G={(t+c+n+k)+(ek+tk+ak)}x(SZxSPxSİ)

Sabit veriler; tarih(t), coğrafya (c), nüfus (n) ve kültür (k)

Potansiyel veriler; ekonomik kapasite (ek), teknolojik kapasite (tk), askeri kapasite (ak)

Stratejik Zihniyet (SZ), Stratejik Planlama (SP), Siyasi İrade (Sİ)

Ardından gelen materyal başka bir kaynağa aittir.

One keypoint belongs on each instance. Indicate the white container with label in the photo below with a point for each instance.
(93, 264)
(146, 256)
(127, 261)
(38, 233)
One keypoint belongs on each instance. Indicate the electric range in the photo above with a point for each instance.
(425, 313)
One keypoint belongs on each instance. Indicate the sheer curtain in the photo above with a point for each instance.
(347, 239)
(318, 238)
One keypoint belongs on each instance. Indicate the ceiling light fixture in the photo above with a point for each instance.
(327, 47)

Formülde de bahsedildiği gibi bir ülkenin gücü için tarih, coğrafya, nüfus ve kültür sabit verilerdir. Potansiyel verilerin gelişmesi için yapılması gerekenlere de ekonomik kapasite içerisinde değineceğim. Gelelim ekonomik kapasite hususuna. Türkiye özellikle son 15 yılda ekonomik kapasitesini geliştirme konusunda çok ciddi atılımlar gerçekleştirdi. Ancak özellikle son birkaç yıldır orta gelir tuzağı olarak adlandırılan ekonomik bir tıkanmaya girdiğini görüyoruz. Ekonomik kapasiteyi geliştirmek için en önemli unsur insan kaynağımızdır. İnsan kaynağına yapılan yatırım diğer tüm güç unsurlarının gelişmesinde de en önemli etkenlerdendir. İnsan kaynağımızı geliştirmek için ise eğitim sistemimizin araştırmaya, geliştirmeye, üretmeye yönelik olması gerekir. Bu konu ile ilgili de defalarca yazmıştım. Ancak önemli bir husus olduğundan dolayı tekrar etmekte muhakkak ki fayda olacaktır. Araştıran ve geliştiren insan kaynağı ile teknolojik kapasitemizi daha hızlı bir şekilde artırabiliriz. Ekonomik kapasiteyi artırmak için eğitimli insan kaynağından sonra bu kaynağın bir ekonomik faaliyete dönüştürülmesi son derece önemlidir.

İthal aramalı bağımlılığımızı azaltmanın, bitirmenin en önemli yolu yüksek katma değerli üretimden geçmektedir. Üniversitelerin bir eğitim kurumu olmalarının yanında her biri ayrı ayrı araştırma ve geliştirme merkezleri haline gelmelidirler.